建設業には29種類の業種がありますが、その中で2種類の一式工事と、27種類の専門工事があります。
そのあたりの説明をブログらしく、わかりやすく解説していきます。
29の分類の中で工事内容に応じた許可を取って工事することになります。
軽微な建設工事のみでは許可は不要です。

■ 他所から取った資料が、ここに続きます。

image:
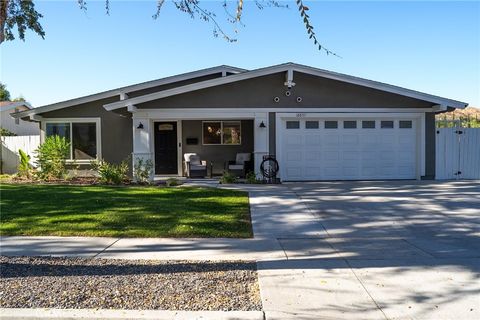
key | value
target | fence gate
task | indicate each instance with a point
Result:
(457, 153)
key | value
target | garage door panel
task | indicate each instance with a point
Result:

また次に掲げる工事のみを請け負う場合の許可は不要です
建築一式工事で右のいずれか
に該当するもの
・1 件の請負代金が 1,500 万円未満の工事(消費税を含んだ金額)
・請負代金の額にかかわらず木造住宅で延面積が 150 ㎡未満の工事
(主要構造部分が木造で、延面積の 1/2 以上を居住の用に供すること)
建築一式工事以外の建設工事 ・1 件の請負代金が 500 万円未満の工事(消費税を含んだ金額)
2種の一式工事
原則として元請けの立場で、総合的な企画、指導、調整のもとに道路・河川・水路その他の土木工作物を建設する工事のことになります。
主な工事は
ダム・空港・トンネル・高速道路・区画整理などがあります。
原則として元請け業者の立場で、総合的な企画、指導、調整のもとに建築物を建設する工事であり、複数の下請け業者によって施工される大規模かつ複雑な工事のことになります。
主な工事は
建物の新築工事・増改築工事・建物の総合的な改修工事など一式として請け負う工事になります。
★要するにこの2つに関しては「職人的工事」というよりは「ゼネコン又は工務店」ということになります。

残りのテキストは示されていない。